The researchers enrolled 18,219 adults with acute MI, multivessel CAD and additional CV risk factors (mean age, 66 years, 74% men). Participants were randomly assigned to four weekly infusions of CSL112 6 g or placebo. The primary endpoint was a composite of MI, stroke or CV death through 90 days of follow-up, and the secondary endpoints were the same outcomes at 180 and 365 days.
As Healio previously reported, in the main results of AEGIS II, previously published in The New England Journal of Medicine, CSL112 6 g did not significantly reduce occurrence of the primary endpoint at 90 days (P = .24) or the secondary endpoint at 180 days (P = .077) or 365 days (P = .137) compared with placebo.
Secondary and exploratory analyses
In the present secondary and exploratory analyses, Gibson and colleagues observed several hypothesis-generating findings.
Among adults with acute MI, multivessel CAD and additional CV risk factors plus hyperlipidemia at baseline — defined as LDL of 100 mg/dL or more — four weekly infusions of CSL112 6 g were associated with lower incidence of the primary and secondary endpoints compared with placebo at:
- 90 days (3.4% vs. 4.9%; HR = 0.69; 95% CI, 0.53-0.9; P = .007);
- 180 days (5.3% vs. 7.3%; HR = 0.71; 95% CI, 0.57-0.88; P = .002); and
- 365 days (7.8% vs. 9.9%; HR = 0.78; 95% CI, 0.65-0.93; P = .006).
There was no significant effect of CSL112 infusion on the primary or secondary endpoints among participants with baseline LDL less than 100 mg/dL.
Those with hyperlipidemia also had lower risk for MI, CV death or the combination of both if they were assigned CSL112 compared with placebo, according to the researchers.
Moreover, Gibson reported that the effects of CSL112 infusion on the primary endpoint may increase with higher baseline LDL when analyzed as a continuous variable.

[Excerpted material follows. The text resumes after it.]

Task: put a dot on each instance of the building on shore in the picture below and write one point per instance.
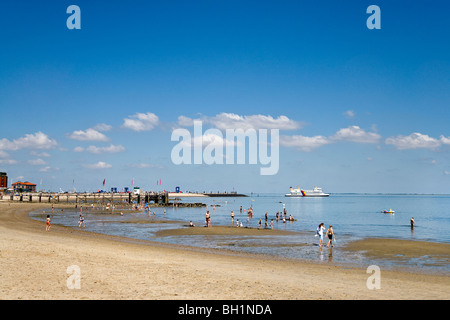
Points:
(24, 186)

“Among [acute] MI, patients with multivessel disease who have multiple risk factors, who received guideline-directed medical therapy, four weekly infusions of CSL112 compared with placebo yielded a neutral result,” Gibson said during the presentation. “However, as the baseline LDL increased, when you look at it as a continuous variable using a cubic spline analysis, the benefit of CSL112 increased. When you look at a [LDL] threshold of 100 mg/dL, there is significant reduction in death, MI, cardiovascular death and stroke. It is consistent with the proposed biologic effect of HDL or ApoA-I to stabilize plaque and minimize plaque rupture.”